Bier’s intervention matters because it marks a rare public attribution by a senior platform executive. It also raises significant questions. He was explicit about intent, framing the spam as a censorship tactic, and about scale, citing the number of accounts. He was not explicit about evidence. X has not released data, explained how the figure was calculated, identified the accounts involved or outlined what countermeasures are being taken beyond the assertion that the company is ‘aware and working on it’.
That lack of detail is notable because it departs from past practice. Before its acquisition by Elon Musk and renaming as X, Twitter routinely published detailed transparency reports and worked with external researchers, including ASPI, to document state-linked information operations. Those disclosures allowed independent scrutiny and informed policymaking. Today, users and researchers are left with sporadic social media posts from executives.
This opacity isn’t just a transparency failure; it’s potentially a legal one. Under the European Union’s Digital Services Act (DSA), X, as a designated very large online platform, must assess and mitigate systemic risks, including those arising from intentional manipulation through inauthentic or automated activity.
The European Commission is already investigating X’s recommender systems and AI deployments under this framework. If X believes a foreign government can mobilise millions of accounts to degrade search functionality, that claim should be examined as part of the same systemic risk profile the DSA is designed to surface. X has published DSA risk assessments, but there is still no public, evidenced disclosure substantiating Bier’s claim about scale, methodology, or the mechanics of the alleged search degradation.
The episode also highlights what is missing in Australia. The government’s abandoned misinformation and disinformation reforms—shelved in late 2024 after Senate opposition—would have strengthened the Australian Communications and Media Authority’s ability to require more structured transparency and reporting from major platforms, including in relation to foreign interference risks.
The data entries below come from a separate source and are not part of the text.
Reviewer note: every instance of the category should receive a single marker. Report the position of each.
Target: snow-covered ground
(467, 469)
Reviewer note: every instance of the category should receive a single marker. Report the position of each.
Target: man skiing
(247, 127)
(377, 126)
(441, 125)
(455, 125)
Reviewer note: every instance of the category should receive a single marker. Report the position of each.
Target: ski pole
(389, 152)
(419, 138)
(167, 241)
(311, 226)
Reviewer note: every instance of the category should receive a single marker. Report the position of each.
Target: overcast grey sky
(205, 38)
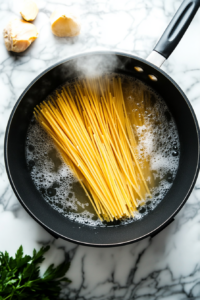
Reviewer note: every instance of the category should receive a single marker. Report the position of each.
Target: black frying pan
(176, 101)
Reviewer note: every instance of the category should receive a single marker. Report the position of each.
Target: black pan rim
(54, 233)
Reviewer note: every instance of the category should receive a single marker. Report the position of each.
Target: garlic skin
(19, 35)
(29, 10)
(64, 24)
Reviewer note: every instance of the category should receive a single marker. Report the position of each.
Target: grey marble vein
(165, 267)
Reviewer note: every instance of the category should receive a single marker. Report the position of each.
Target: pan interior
(100, 236)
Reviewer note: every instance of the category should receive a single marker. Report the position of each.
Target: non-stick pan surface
(50, 219)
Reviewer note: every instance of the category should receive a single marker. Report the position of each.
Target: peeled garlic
(64, 24)
(18, 35)
(29, 10)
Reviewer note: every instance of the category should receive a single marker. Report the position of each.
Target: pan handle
(174, 32)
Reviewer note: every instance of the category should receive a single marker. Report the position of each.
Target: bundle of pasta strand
(93, 133)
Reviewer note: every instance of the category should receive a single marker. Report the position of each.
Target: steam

Instead, Australia relies on a mix of voluntary transparency reporting and regulator commentary that has repeatedly fallen short of timely, granular disclosure, leaving users and researchers to piece together key episodes from screenshots and occasional executive remarks.
This is not sustainable, particularly when these platforms play a critical role in monitoring events in closed or authoritarian environments.
Whether Bier’s claim ultimately proves accurate or not, the underlying issue is clear. Platforms such as X have long occupied a central position in geopolitical information flows. When they allege state-level interference at massive scale, transparency is not optional; it is the minimum requirement for public trust.
If platforms are unwilling or unable to meet that standard voluntarily, then transparency cannot remain discretionary. It must be compelled through regulation, rather than left to occasional, context-free assertions delivered by executives on social media.